My goals now are take care of my family and make sure they never want. And with that I found sucess.
No matter the idea, product or service. Remeber why you started your company and be true to that goal. that is where the wealth is.
IMHO
Some nice sound bytes in there but I think you may have both missed my point. When ego starts to drive a business, it fails. That was point one. Point two around VCs had nothing to do with not shooting big or trying to change the world, it was a lot more of a grounded point than that. I, personally, have a lot of conversations with people about them starting companies and the mentality of getting investment before they’ve even got a product is embarrassing. All of the companies the mentioned above, outside of maybe the charities, were ideas that people started, worked on themselves and grew to a level where they could no longer sustain the growth without money on the table. That’s how you do it.
If the post came off like I was critizing people for having big dreams, it was not meant to, it was merely a an observation of my experiences in today’s market.
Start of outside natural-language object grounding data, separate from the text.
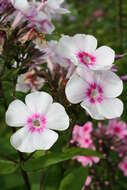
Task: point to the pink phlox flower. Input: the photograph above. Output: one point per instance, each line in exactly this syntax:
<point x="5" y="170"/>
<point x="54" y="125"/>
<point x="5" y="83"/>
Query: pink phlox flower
<point x="117" y="128"/>
<point x="123" y="166"/>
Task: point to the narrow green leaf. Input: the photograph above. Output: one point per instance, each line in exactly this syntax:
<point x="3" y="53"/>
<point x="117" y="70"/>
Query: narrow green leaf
<point x="7" y="167"/>
<point x="54" y="158"/>
<point x="75" y="179"/>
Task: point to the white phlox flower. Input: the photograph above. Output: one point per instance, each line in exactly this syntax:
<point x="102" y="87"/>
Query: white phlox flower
<point x="39" y="116"/>
<point x="97" y="92"/>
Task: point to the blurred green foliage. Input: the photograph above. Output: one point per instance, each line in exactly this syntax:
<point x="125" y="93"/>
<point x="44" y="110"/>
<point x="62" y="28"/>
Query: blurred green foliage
<point x="107" y="21"/>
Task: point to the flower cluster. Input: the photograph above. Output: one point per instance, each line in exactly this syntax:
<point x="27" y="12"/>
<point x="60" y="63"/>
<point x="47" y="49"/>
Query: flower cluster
<point x="73" y="66"/>
<point x="82" y="137"/>
<point x="106" y="139"/>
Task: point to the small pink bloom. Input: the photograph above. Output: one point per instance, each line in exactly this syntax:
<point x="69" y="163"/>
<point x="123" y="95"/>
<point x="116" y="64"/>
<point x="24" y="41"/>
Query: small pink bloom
<point x="123" y="166"/>
<point x="118" y="128"/>
<point x="96" y="91"/>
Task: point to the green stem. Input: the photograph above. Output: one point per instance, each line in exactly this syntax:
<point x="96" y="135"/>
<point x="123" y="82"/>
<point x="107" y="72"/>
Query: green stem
<point x="24" y="173"/>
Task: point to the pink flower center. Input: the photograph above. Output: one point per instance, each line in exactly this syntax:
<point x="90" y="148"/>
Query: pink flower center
<point x="94" y="93"/>
<point x="36" y="123"/>
<point x="86" y="58"/>
<point x="117" y="129"/>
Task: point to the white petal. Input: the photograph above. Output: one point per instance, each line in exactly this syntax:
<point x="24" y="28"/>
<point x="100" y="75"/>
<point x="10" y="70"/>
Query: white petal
<point x="92" y="109"/>
<point x="75" y="89"/>
<point x="20" y="4"/>
<point x="44" y="140"/>
<point x="28" y="142"/>
<point x="85" y="42"/>
<point x="57" y="118"/>
<point x="86" y="74"/>
<point x="112" y="85"/>
<point x="18" y="138"/>
<point x="38" y="102"/>
<point x="111" y="108"/>
<point x="17" y="114"/>
<point x="105" y="56"/>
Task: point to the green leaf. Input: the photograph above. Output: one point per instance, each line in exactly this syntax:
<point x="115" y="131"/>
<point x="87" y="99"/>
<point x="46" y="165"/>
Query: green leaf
<point x="54" y="158"/>
<point x="74" y="179"/>
<point x="7" y="167"/>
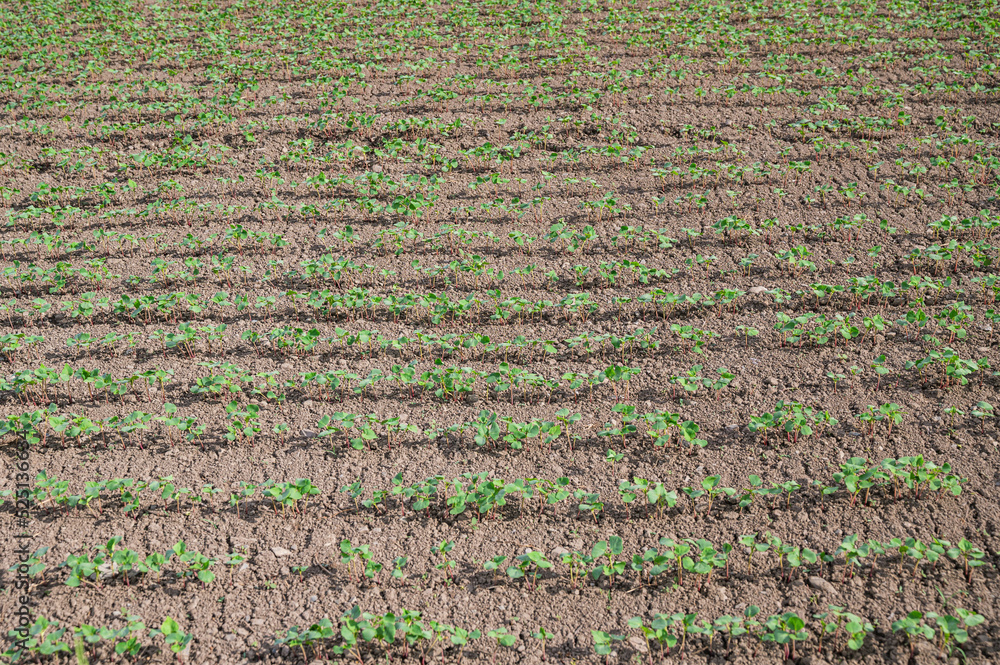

So if that was your intention Jamie, I fully agree, however apart from the odd VC backed crazy idea (and I wonder if not the FB story may be a ‘wake up call’ that despite world dominance, if you cannot monetise your product/solution it has little value/sustainability) not much passes these days that does not have either a larger than life uniqueness and subsequent chance to make money, or having shown its viability prior to getting funding. In regard to egos I agree, and that is where the true skill comes in as to how to stay true and on a straight and narrow path rather than fall into the traps that kill most businesses and endavours. It is about staying honest, have a level of self critisism and to have and allow people around you to give their opnion and/or having advisors that know what they are talking about and having a voice in your business.